After a nifty credits sequence, which sees the camera prowl around a grisly crime scene, we’re thrown into an obnoxious pool party. It’s Spring Break, and a group of horny friends are about to head into the wilderness for a blowout in a house belonging to one of their uncles.
It’s a motley crew, made up of bimbos and jocks. Plus there’s Rachel (Callie Ott, “The Horror”), a meek girl who once witnessed a terrible crime, and who now struggles with debilitating flashbacks. With the encouragement of her brother (Nick Reilly, “Face 2 Face”) and her friend Bonnie (Andrea Hunt, “Awaken the Shadowman”), Rachel is persuaded to go along for the ride to “conquer her fear.” WTF!
The kids arrive and their phone signal departs; they drink and have sex and smoke weed; and then the killing begins. That’s pretty much it, and that’s pretty much all there needs to be.
The characters are reasonably well-sketched, even if they are reprehensible. Wisely, Herro and his co-writers make sure the joke is always on them. Redemption? Hell, no — as the kids admit themselves, they’re going straight to hell.
The script to WTF! is smart enough to make it clear that we’re supposed to be laughing at them, not with them. In particular, the bitchy bickering between the selfie-obsessed Bonnie and hyper-defensive Lisa (Sarah Agor, “Hatchet II”) is funny (“I will jujitsu your tits off!”), as is their fickle pattern of reconciliation seconds later.

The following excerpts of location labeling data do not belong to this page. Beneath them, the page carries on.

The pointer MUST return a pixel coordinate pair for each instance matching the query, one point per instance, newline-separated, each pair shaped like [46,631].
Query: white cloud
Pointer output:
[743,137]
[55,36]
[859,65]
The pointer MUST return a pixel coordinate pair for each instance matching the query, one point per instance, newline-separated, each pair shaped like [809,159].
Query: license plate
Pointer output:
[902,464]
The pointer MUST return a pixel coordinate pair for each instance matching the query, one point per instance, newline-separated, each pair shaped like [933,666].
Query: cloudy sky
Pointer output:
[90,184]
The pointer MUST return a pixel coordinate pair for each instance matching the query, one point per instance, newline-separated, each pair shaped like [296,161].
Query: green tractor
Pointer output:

With a hint of Kate Mara, Ott is the standout as far as the performances go. She depicts a young woman both determined and vulnerable. The victim of a borderline abusive relationship, we are successfully convinced to root for her to knock her worthless boyfriend (Johnny James Fiore, “Private Dicks” TV series) on his ass.
Aside from Rachel, none of the ensemble is a sympathetic personality. But that’s part of the appeal of this gleefully tasteless slasher: Whether they’ll die is not the point, but how. Here, the movie delivers some quite gross and amusingly apt murders: A horny jock is castrated; a shallow beauty queen is uglified; a gamer is slain in the style of his avatar.
The twist — pertaining to the identity of the killer — will undoubtedly split opinion. It’s a bit of a cheat, in all honesty, although it does toy with our perceptions, and may even threaten to trigger a discussion about the nature of film as a visual medium. Maybe.
Tropes abound, from weird locals espousing caution, to sabotaged escape vehicles, to characters wandering off alone with the full knowledge that a murderer is on the loose. But it’s all done with a consistent tongue-in-cheek tone and good pacing across an attention-friendly running time, so it’s hard to complain. It isn’t the smartest show in town, but WTF! is sleazy fun.